Oltre il 90% delle donne riscontra problemi legati alla sfera sessuale in seguito a interventi e trattamenti per il tumore al seno, ma il 66% non ne parla con nessuno e il 42% rinuncia a gestirli, evidenzia la ricerca coordinata da Isabella Cecchini, responsabile del Centro studi Iqvia Italia, che ha coinvolto 382 donne con diagnosi di tumore al seno di diverse fasce di età e a diverso stadio di malattia. I risultati indicano che le tematiche relative a emozioni e sessualità sono percepite importanti per il 72% del campione, ma restano taciute non solo dalle donne stesse - principalmente per timore, vergogna, idea che siano aspetti secondari rispetto alle priorità dettate dalla malattia - ma anche dai medici.
"Rispetto agli esordi del mio essere oncologa - dichiara Manuelita Mazza, oncologa della Senologia medica dell'Istituto europeo di oncologia (Ieo) di Milano e responsabile scientifica di 'Rəvolution in medicine' - la vita delle pazienti è cambiata. In poco più di vent'anni ho assistito a grandi passi avanti nella capacità di curare il tumore al seno, anche nelle forme metastatiche; tuttavia, se si guarisce sempre di più e l'aspettativa di vita è più lunga, non sono certa sia anche più larga, più piena, più densa di vita stessa. La salute sessuale è un aspetto puntualmente trascurato del benessere di chi ha una diagnosi impegnativa come il tumore al seno, specie se metastatico, ma è parte integrante del benessere di ciascuna donna e non può essere un argomento omesso a fronte di una diagnosi di tumore al seno".

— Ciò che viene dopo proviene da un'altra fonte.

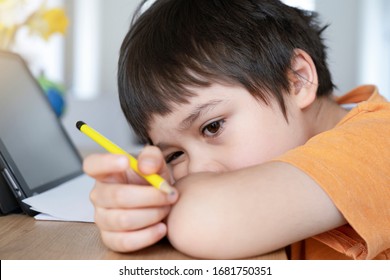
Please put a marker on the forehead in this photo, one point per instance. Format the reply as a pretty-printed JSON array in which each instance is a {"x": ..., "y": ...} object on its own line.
[
  {"x": 212, "y": 95},
  {"x": 204, "y": 100}
]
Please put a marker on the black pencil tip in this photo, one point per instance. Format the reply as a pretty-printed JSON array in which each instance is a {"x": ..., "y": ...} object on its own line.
[{"x": 79, "y": 124}]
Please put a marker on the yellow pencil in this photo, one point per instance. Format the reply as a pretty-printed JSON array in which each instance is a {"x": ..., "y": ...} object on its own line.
[{"x": 154, "y": 179}]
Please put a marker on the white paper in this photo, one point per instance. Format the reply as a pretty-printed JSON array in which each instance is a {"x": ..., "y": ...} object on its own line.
[{"x": 67, "y": 202}]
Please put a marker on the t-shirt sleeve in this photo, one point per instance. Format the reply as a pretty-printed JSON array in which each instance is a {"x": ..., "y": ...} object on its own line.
[{"x": 352, "y": 164}]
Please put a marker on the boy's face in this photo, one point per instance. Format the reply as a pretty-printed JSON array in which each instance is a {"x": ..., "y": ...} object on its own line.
[{"x": 225, "y": 128}]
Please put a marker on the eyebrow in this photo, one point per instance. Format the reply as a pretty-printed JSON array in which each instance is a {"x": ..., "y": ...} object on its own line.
[{"x": 197, "y": 112}]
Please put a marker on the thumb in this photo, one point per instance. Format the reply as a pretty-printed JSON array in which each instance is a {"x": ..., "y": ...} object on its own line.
[{"x": 151, "y": 160}]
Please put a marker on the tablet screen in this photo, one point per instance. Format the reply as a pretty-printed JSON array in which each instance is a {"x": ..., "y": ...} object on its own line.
[{"x": 30, "y": 131}]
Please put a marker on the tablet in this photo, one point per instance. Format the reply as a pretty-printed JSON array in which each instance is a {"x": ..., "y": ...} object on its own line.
[{"x": 36, "y": 153}]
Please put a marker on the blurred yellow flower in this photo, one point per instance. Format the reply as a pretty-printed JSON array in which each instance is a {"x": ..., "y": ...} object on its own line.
[{"x": 43, "y": 21}]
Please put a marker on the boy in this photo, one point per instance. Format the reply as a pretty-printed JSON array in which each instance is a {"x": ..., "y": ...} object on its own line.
[{"x": 235, "y": 98}]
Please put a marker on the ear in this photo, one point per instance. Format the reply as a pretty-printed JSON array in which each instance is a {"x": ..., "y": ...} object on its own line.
[{"x": 303, "y": 79}]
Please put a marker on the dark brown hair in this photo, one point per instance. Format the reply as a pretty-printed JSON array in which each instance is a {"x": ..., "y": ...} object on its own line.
[{"x": 180, "y": 43}]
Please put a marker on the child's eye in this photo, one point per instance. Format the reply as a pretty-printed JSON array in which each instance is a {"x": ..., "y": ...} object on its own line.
[
  {"x": 213, "y": 129},
  {"x": 172, "y": 157}
]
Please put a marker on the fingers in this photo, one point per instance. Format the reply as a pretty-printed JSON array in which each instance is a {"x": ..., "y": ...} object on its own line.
[
  {"x": 129, "y": 220},
  {"x": 123, "y": 241},
  {"x": 129, "y": 196},
  {"x": 151, "y": 160}
]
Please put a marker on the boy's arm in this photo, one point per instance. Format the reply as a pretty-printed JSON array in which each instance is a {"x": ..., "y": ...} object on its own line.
[{"x": 248, "y": 212}]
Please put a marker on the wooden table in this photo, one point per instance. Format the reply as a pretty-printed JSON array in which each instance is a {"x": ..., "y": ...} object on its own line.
[{"x": 22, "y": 237}]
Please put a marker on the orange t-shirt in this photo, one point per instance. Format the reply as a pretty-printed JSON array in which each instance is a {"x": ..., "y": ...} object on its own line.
[{"x": 351, "y": 163}]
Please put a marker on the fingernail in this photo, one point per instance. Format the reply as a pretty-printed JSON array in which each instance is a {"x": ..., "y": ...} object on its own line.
[
  {"x": 172, "y": 197},
  {"x": 122, "y": 161}
]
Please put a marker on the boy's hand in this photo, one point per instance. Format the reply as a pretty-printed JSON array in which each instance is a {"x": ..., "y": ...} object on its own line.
[{"x": 128, "y": 211}]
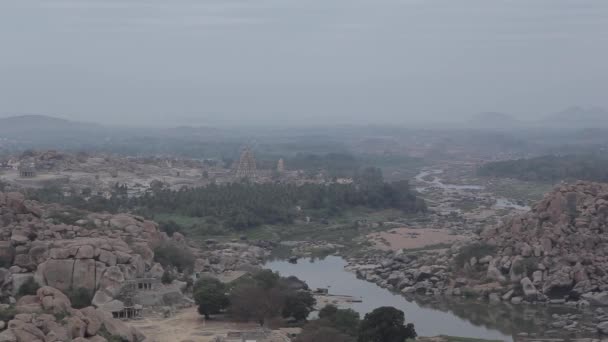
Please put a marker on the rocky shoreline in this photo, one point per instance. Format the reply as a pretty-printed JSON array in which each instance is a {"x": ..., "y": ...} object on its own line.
[{"x": 553, "y": 255}]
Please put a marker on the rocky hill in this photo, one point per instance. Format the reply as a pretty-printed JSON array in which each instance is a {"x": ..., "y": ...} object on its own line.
[
  {"x": 109, "y": 259},
  {"x": 559, "y": 249},
  {"x": 557, "y": 252}
]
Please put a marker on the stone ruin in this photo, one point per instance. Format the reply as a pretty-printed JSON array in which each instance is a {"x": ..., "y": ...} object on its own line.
[
  {"x": 109, "y": 256},
  {"x": 27, "y": 169},
  {"x": 246, "y": 167}
]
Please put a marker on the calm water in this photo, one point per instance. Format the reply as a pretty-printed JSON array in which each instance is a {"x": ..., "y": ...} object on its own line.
[{"x": 330, "y": 273}]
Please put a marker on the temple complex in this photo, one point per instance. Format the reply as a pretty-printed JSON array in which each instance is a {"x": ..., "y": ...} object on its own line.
[{"x": 246, "y": 167}]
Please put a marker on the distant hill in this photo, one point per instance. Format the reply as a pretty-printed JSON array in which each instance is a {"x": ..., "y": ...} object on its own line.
[
  {"x": 31, "y": 130},
  {"x": 550, "y": 168},
  {"x": 493, "y": 120},
  {"x": 579, "y": 117}
]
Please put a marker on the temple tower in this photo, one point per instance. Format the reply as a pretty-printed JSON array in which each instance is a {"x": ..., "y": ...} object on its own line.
[{"x": 246, "y": 167}]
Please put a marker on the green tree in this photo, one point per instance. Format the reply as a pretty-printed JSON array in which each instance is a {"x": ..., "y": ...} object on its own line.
[
  {"x": 210, "y": 296},
  {"x": 316, "y": 332},
  {"x": 28, "y": 288},
  {"x": 298, "y": 304},
  {"x": 344, "y": 320},
  {"x": 385, "y": 324}
]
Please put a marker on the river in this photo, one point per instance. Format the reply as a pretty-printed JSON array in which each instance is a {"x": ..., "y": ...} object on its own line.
[
  {"x": 501, "y": 202},
  {"x": 329, "y": 273}
]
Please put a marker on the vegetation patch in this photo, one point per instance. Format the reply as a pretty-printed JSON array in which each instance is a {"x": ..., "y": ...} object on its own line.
[
  {"x": 169, "y": 254},
  {"x": 477, "y": 250}
]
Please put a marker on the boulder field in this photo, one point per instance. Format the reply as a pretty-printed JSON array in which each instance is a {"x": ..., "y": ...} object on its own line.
[{"x": 557, "y": 253}]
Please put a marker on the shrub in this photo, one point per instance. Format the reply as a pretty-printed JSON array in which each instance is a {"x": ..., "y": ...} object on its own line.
[
  {"x": 169, "y": 254},
  {"x": 167, "y": 278},
  {"x": 170, "y": 227},
  {"x": 210, "y": 296},
  {"x": 28, "y": 288},
  {"x": 477, "y": 250}
]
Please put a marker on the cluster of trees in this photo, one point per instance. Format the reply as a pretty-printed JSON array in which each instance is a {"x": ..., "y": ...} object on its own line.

"Fornire alla paziente informazioni chiare sugli effetti collaterali sessuali dei trattamenti e, se desiderato, includere il partner nelle discussioni cliniche può fare una grande differenza - prosegue Mazza - Questa apertura non solo supporta meglio la paziente, ma le permette di sentirsi compresa in una delle sfere più intime e vulnerabili della sua vita".
I dati presentati confermano quanto un cambio di passo sia necessario: appena il 22% delle donne intervistate ha un alto livello di consapevolezza dell'impatto delle terapie sulla propria sessualità, l'11% ha interrotto la relazione con il proprio partner dopo la diagnosi di tumore al seno e 2 coppie su 3 hanno interrotto i rapporti sessuali. Anche sul fronte della maternità emergono dati significativi: solo 3 pazienti su 4 parlano del desiderio di diventare madri con il proprio medico di riferimento, e la comunicazione risulta chiara e rassicurante appena per la metà di esse, con il risultato che troppo spesso si rinuncia al proprio progetto di vita perché non si sono ricevute informazioni adeguate.
"E' il momento di promuovere un cambiamento - commenta Rosanna D'Antona, presidente di Europa Donna Italia - e far sì che i problemi riscontrati dalle pazienti nella sfera emotiva e sessuale escano dal cono d’ombra del tabù. Le donne chiedono un supporto specifico da parte dei medici e vorrebbero essere affiancate anche dagli psiconcologi. L'impegno di Europa Donna in queste direzioni non mancherà. Già dal 2022 abbiamo avviato il progetto 'Come Prima', dedicato al recupero della femminilità e al desiderio di maternità delle donne con tumore del seno, coinvolgendo le pazienti, i loro partner e i medici con materiale informativo e appuntamenti dedicati, e proseguono i nostri sforzi per promuovere e normalizzare il dialogo tra pazienti e professionisti sanitari, medici in primis, anche su questi aspetti. Non dimentichiamo che la presa in carico delle pazienti deve prendere in considerazione non solo la malattia di per sé, ma la donna nella sua interezza, con i suoi bisogni fisici e psicologici".